Carbrey v. Carbrey

247 N.E.2d 818, 108 Ill. App. 2d 363, 1969 Ill. App. LEXIS 1107
CourtAppellate Court of Illinois
DecidedMay 16, 1969
DocketGen. 68-93
StatusPublished
Cited by6 cases

This text of 247 N.E.2d 818 (Carbrey v. Carbrey) is published on Counsel Stack Legal Research, covering Appellate Court of Illinois primary law. Counsel Stack provides free access to over 12 million legal documents including statutes, case law, regulations, and constitutions.

Bluebook
Carbrey v. Carbrey, 247 N.E.2d 818, 108 Ill. App. 2d 363, 1969 Ill. App. LEXIS 1107 (Ill. Ct. App. 1969).

Opinion

PRESIDING JUSTICE MORAN

delivered the opinion of the court.

On December 29, 1967, the plaintiff filed a complaint for divorce in DuPage County. He alleged that he was an actual resident of that county but did not state the period of his residence. The grounds for the divorce in the original complaint were both mental cruelty and habitual drunkenness. In January, 1968, the defendant appeared and answered the complaint and also filed a counterclaim for separate maintenance on grounds of desertion. Ultimately the counterclaim was amended to seek a divorce.

On April 3, 1968, plaintiff filed an amended complaint for divorce alleging that he and defendant had been residents of the State of Illinois since July 7, 1967, and further charging grounds of mental cruelty in that the defendant had been a habitual alcoholic for a period of fifteen years and as a result of her alcoholism had forged numerous checks, had required the calling of police, the eviction of plaintiff from certain premises and the causing of such indebtedness on the part of the plaintiff as to force him into bankruptcy.

The trial court, sitting without a jury, heard numerous witnesses and at the conclusion of the proofs found that the defendant was “a chronic alcoholic, has been for the past ten years.” The trial court then ordered that the divorce would be granted to the plaintiff on the grounds of habitual intoxication, that the counterclaim of the defendant would be denied, and that the custody of the minor children of the parties would be vested in the plaintiff.

This appeal followed raising five issues. First, that the decree was void because the trial court lacked jurisdiction. Second, that the one-year residence requirement of section 2 of the Divorce Act (111 Rev Stats 1967, c 40, § 3) had not been met. Third, that the charge of mental cruelty in the amended complaint and the findings of the trial court that the decree would be granted on grounds of habitual intoxication were at variance and fatally defective. Fourth, that the defense of recrimination had been proven and consequently barred the divorce and, finally, that the trial court erred in granting custody of the minors to the plaintiff.

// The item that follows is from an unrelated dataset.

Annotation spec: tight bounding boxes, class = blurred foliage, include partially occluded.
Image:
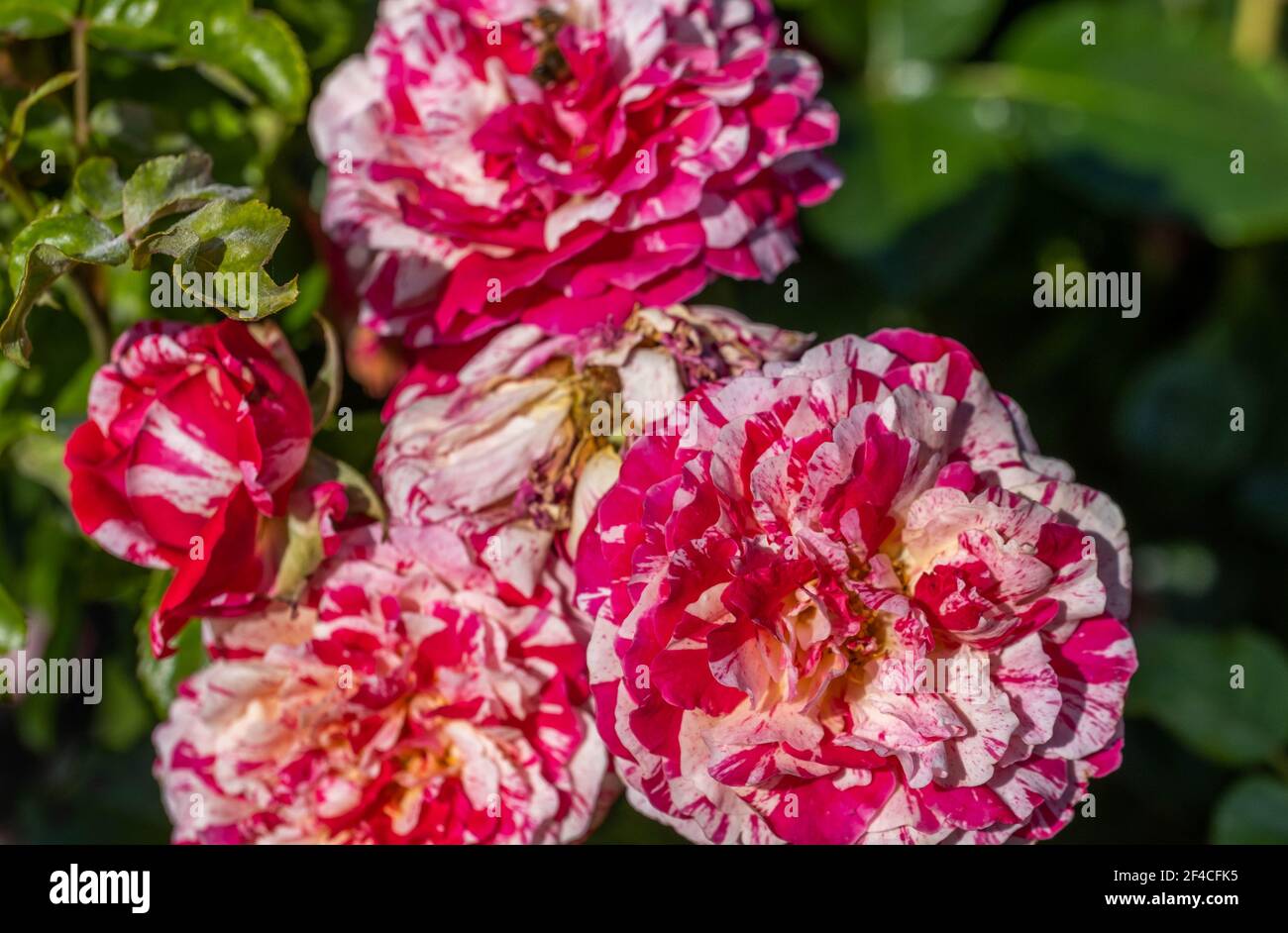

Our examination of the case leads us to the conclusion that the trial court was correct and that it should be affirmed.

There is no need for us to detail the lengthy record of alcoholism exhibited in this case. Suffice it is to say, the trial court’s findings that the defendant was a chronic alcoholic and had been for at least ten years before the trial is amply supported in the record.

The more difficult problem in this case arises over the fact that section 2 of the Divorce Act, supra, requires that a plaintiff be a resident of this State for one year prior to bringing a suit for divorce or a resident of this State for six months provided the grounds for divorce occurred within the State.

When the original complaint was filed, the plaintiff had not been a resident of Illinois for six months, and when the amended complaint was filed he had been a resident of Illinois for six months, but not for one year.

While the defendant answered instead of raising the question of jurisdiction, and thereby vested the court with jurisdiction over her person, the parties would not have power to vest the court with jurisdiction over the subject matter. However, subsequently and after the plaintiff had been a resident of Illinois for at least six months, an amended complaint was filed alleging grounds of mental cruelty and specifically referring to a long period of intoxication.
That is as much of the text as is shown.